Time for a New Project
A couple weeks ago, Hubway, Boston’s bike share service, announced their 2017 Data Challenge. For the challenge, Hubway is providing trip data for previous years, station data, as well access to real time data. Those who enter the challenge will build a wide variety of visualizations and analysis. I think I might participate, so I downloaded the detailed month-by-month data for 2015 and 2016, as well as the station data and started to experiment. This post will outline some of my early work before I actually figure out what I will (might) do for the challenge.
For those interested, submissions are due on April 10, 2017.
Making the Data Usable
Hubway provided the data in the only format that matters, csv files. Since I don’t do much with text files (I am a database person), I wrote a few PostgreSQL scripts to wrangle the data from csv files into PostgreSQL.
The first script to I wrote was a loading script – Hubway2017_loading.sql. The script is pretty simple. and does the following:
- Build the tables – the schema is pretty straight forward
- Load data into staging tables
- Check for ‘bad values’ in each column – values that don’t meet the data type – they used a ‘\N’ for null. Make sure you check for that.
- Load data into the final tables – I have each year in seperate tables.
- Build geometry values for geographic analysis and visualization
The second set of scripts I wrote are analysis scripts. To start with the data analysis, I wrote three simple analysis scripts:
Feel free to check out my github page for this project and grab whatever code you like. I anticipate I will be adding more to this project over the next couple weeks.
Starting the Visualization
At the end of the Hubway2017_loading.sql script, I loaded the station data into its own table. With that data, I created a GeoJSON file of the stations with the reported capacity value with QGIS. I am using the GeoJSON format for a couple reasons. It works more seamlessly with CARTO, and it can properly store a date value (something shapefiles don’t do well).
I have uploaded the dataset to my hubway github here.
For anyone who knows Boston/Somerville/Cambridge/Brookline, this pattern of stations will make sense. The stations with lots of capacity stand out near South Station, MIT, and Mass General. There are 187 stations in this dataset, however, I need to double check to make sure the stations that appear in the map below were actually in use during 2015/2016, as stations aren’t necessarily permanent.
The next visualization I wanted to make was a time series map displaying the daily starts across the entire system for 2016. The first step was to build a table with all the relevant data. For those interested in the script, check out the OriginsByDay_Hubway2016.sql script. Once the script was run and the data created, I built a GeoJSON file in QGIS and uploaded it into CARTO. CARTO is a great online mapping service that is easy to use. If you are looking to make some maps for this challenge and don’t want to spend a lot of time leaning how to map or use mapping specific software, I encourage you to check out CARTO.
The following map steps through each day, visualizing the number of trip starts using CARTO’s Torque feature. It is fun to watch as the trip starts ebb and flow with the seasons. One can see stations come in and out of service across the city throughout the year, see major peaks and valleys in usage, and observe the strong relationship in trip starts between downtown Boston and the outlying stations.

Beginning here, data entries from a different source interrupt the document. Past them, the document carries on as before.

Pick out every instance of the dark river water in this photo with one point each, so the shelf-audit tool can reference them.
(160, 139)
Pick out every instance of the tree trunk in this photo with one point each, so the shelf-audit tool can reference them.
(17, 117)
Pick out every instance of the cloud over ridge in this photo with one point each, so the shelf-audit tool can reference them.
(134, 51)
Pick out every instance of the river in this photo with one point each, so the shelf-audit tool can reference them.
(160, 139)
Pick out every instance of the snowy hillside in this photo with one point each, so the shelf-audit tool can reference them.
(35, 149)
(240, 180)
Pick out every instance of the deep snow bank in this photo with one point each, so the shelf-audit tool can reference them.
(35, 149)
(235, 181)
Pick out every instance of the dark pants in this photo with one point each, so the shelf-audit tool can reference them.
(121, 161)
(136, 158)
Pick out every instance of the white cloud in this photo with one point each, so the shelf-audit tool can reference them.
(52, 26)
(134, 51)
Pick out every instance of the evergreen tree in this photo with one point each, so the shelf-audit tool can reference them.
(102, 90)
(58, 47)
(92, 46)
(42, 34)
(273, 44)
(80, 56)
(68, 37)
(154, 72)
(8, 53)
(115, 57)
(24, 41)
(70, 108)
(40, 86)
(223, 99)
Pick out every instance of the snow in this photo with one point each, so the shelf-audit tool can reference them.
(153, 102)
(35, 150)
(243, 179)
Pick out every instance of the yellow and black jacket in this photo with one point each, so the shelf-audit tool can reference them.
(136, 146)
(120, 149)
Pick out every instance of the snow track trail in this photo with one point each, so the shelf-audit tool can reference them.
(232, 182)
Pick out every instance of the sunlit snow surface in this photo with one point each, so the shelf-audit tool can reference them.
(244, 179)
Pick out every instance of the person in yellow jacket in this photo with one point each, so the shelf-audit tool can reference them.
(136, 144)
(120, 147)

Click here for the full size version (that works much better than the version limited by my wordpress CSS).
This simple visualization has given me a number of ideas on what to look into next including:
- Quantify the relationships between usage and weather
- The Giver and Taker stations – what is the net usage by station for each day
- Is that station at MIT really that busy every single day?
- Relationships between population density and usage
- Usage in regards to major days in the city, i.e., Marathon Monday, MIT/Harvard/BU move in days, college graduation days, Boston Calling, bad T days (for those who ride the T, you know what I mean).
There are some real patterns in this dataset and it will be fun to look into them and share the results.
Busiest Days in 2016
The last script I put together was to find the busiest days in regards to trip starts. The busiest day was August 9, 2016, with 6949 starts. This was a Tuesday, which blows my mind. I am shocked that the busiest day wasn’t a weekend day.
The rest of the busiest days all had over 6k starts and all happened between the end of June and the end of September. And again, all were on weekdays. This is really weird to me, as I tend to think that Hubway is used by tourists, and presumably, on weekends (especially downtown). Seeing that the busiest days are weekdays, is actually a real positive for the system, as it can be seen as a viable alternative transit option.
As you can see, there is still a ton to do. I need to get into this data some more and start to plan the story I want to tell. Also, I need to do some more QA on the data, so I fully understand what I am dealing with. The biggest part of any data analysis project isn’t the generation of fancy interactive graphics (which no one uses) or writing ground breaking algorithms; it is the dirty data work. Without checking and double checking the inputs, the analysis could be wrong, and no one wants that.